So ... But ...

So, I fulfilled a childhood dream and joined the pirate crew.

But Captain Dopebeard didn’t like the cut of my jib.

So I had myself a little makeover and now Cappy and I are the best of friends.

But that didn’t stop me from stickin’ a knife in his gibbet and castin’ him overboard at the first opportunity.

So as new captainof the vessel, I led the few in a hearty chorus of “Yo Ho A Pirate’s Life for Me” and we set out to sink a Royal Caribbean cruise liner.

But the liner was already becalmed.

So, I looked at my dinghy

But my crew was gettin’ a bit rowdy.

So I thought what the heck I row the dinghy myself.

But termites had eaten through the oars.

So, I bought a pack of hungry aardvarks to eat them.

But how do I get off the liner, I pondered.
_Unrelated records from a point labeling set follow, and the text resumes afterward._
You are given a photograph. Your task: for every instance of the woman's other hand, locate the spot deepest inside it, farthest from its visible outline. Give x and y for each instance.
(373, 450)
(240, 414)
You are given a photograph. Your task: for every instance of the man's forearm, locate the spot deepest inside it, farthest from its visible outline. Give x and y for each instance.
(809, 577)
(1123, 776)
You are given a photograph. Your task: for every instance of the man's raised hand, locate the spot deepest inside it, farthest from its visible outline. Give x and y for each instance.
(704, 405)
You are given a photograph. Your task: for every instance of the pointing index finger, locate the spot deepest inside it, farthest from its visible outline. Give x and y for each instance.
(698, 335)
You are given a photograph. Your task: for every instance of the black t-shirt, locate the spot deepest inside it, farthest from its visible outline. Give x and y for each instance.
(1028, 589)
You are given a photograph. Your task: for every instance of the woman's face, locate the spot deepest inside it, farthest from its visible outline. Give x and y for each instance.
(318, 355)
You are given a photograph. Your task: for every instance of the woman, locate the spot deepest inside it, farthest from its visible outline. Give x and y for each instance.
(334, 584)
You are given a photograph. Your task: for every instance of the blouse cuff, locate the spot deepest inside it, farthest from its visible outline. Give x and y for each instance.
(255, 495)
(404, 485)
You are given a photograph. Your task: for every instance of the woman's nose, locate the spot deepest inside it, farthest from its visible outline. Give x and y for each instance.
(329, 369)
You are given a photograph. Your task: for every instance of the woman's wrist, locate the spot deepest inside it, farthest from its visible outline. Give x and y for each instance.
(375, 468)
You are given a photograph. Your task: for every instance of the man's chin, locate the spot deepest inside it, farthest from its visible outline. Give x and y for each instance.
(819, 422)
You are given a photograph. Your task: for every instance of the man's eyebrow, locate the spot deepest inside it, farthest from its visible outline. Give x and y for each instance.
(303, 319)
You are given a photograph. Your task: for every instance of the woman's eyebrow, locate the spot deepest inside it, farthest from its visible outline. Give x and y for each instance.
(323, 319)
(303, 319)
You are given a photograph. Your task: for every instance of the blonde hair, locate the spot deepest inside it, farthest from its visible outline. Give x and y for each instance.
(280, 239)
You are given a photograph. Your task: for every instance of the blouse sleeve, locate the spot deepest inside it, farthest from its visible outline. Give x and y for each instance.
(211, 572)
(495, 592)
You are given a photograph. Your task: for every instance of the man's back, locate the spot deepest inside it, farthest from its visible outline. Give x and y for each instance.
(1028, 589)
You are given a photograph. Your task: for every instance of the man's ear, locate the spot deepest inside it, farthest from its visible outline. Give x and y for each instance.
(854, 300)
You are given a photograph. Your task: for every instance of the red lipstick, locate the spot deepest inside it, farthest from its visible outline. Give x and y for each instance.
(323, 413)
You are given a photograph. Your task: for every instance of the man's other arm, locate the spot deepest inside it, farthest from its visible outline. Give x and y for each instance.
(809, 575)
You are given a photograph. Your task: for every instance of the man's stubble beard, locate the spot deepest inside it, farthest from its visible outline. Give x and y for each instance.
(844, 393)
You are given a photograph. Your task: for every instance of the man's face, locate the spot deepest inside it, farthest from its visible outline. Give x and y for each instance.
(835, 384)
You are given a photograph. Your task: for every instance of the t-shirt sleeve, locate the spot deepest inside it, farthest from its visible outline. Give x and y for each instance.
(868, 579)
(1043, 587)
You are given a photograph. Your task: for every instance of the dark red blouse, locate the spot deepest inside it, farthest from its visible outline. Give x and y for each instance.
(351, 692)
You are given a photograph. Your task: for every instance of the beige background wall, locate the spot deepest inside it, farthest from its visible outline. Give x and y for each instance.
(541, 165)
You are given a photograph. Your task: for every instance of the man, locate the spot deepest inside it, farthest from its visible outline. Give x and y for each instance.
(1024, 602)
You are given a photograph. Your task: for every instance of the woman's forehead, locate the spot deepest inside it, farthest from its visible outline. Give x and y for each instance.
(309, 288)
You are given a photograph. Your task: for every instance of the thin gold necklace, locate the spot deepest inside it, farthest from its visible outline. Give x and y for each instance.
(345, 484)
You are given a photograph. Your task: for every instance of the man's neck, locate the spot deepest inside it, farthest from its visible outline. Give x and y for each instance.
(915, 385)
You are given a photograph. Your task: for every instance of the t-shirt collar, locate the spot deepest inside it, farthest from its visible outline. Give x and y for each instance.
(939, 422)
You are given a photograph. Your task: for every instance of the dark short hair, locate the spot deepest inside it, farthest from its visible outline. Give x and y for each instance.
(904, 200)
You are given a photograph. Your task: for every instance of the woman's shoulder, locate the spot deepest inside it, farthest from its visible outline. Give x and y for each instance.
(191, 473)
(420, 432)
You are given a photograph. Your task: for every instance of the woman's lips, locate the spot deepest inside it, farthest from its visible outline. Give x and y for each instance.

So I searched the storage holds.

But the only animals I found were bilge rats.

So I turned on the Bat-signal, and waited for the Caped Crusader.

But instead, the Atom showed up, and who’s a more useless “superhero” than him?

So the Atom (who’s hands-on physics professor Ray Palmer off-duty) fixed the liner’s engines to move at supersonic speeds, and we arrived in Jamaica in a short amount of time.

But in the meantime we made dreadlocks just to look cooler.

So the Jamaica Tourism Office wanted to take our pictures for their next brochure.

But they rejected the idea of us smoking reefer in the ad.